CATArena: A New Benchmark for Evaluating Learning Abilities of LLM Agents Through Iterative Tournament Competitions

A team of researchers has unveiled CATArena, a new platform designed to evaluate the learning capabilities of Large Language Model (LLM) agents. As LLM agents evolve to autonomously complete complex tasks, existing benchmarks often fall short, primarily assessing end-to-end performance in fixed scenarios, which restricts evaluation to specific skills and suffers from score saturation. CATArena introduces an iterative, competitive peer-learning framework. This framework allows agents to refine and optimize their strategies through repeated interactions and feedback. It systematically evaluates their learning capabilities, both self-improvement and peer-learning. The platform features four diverse board and card games with open-ended scoring, addressing the score saturation issue in current benchmarks.
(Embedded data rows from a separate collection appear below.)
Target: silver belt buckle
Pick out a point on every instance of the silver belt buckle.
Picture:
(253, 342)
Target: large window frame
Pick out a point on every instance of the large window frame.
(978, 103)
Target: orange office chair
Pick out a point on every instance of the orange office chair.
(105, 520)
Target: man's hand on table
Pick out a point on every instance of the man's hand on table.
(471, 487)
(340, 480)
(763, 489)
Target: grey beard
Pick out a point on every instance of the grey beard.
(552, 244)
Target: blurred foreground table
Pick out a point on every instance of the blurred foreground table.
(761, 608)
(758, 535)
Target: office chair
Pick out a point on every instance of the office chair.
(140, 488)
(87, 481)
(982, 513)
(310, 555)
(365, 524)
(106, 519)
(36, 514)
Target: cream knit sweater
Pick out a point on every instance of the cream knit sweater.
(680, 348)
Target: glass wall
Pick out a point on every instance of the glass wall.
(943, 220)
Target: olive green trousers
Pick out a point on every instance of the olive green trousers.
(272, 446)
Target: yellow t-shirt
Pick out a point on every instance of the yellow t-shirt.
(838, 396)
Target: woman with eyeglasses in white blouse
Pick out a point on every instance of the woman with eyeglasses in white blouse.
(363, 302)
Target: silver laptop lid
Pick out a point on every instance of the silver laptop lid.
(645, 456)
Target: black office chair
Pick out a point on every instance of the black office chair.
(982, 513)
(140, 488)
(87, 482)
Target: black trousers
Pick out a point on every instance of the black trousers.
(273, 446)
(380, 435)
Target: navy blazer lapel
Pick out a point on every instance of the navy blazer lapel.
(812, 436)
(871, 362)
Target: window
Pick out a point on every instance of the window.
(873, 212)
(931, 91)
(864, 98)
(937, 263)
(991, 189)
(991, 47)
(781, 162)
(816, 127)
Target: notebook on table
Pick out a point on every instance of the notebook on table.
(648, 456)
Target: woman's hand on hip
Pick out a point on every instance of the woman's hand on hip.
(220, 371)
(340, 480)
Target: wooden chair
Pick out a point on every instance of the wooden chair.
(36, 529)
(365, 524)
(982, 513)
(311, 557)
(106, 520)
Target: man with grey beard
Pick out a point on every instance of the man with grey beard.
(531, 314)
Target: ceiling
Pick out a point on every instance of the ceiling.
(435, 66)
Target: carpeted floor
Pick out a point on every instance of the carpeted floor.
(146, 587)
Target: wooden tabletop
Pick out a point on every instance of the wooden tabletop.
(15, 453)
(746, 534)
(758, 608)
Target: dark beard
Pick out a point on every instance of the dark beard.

The benchmark includes games such as Gomoku, Texas Hold'em, Chess, and Bridge, each with standard and variant rules to encourage strategy generalization and discourage rote memorization. The tournament format involves multiple rounds where agents analyze previous codes and logs to improve their strategies. Experimental results and analyses, involving both minimal and commercial code agents, demonstrate that CATArena provides reliable, stable, and scalable benchmarking for core agent abilities, particularly learning ability and strategy coding. The framework also facilitates the assessment of core agent abilities in new domains. The research highlights that CATArena’s strategy coding tasks are fundamentally different from traditional LLM reasoning tasks, representing a novel evaluation dimension. The iterative peer-learning framework is extensible to new tasks for evaluating other fundamental agent abilities, as demonstrated by the introduction of Machine Learning (ML) and multi-lingual tracks.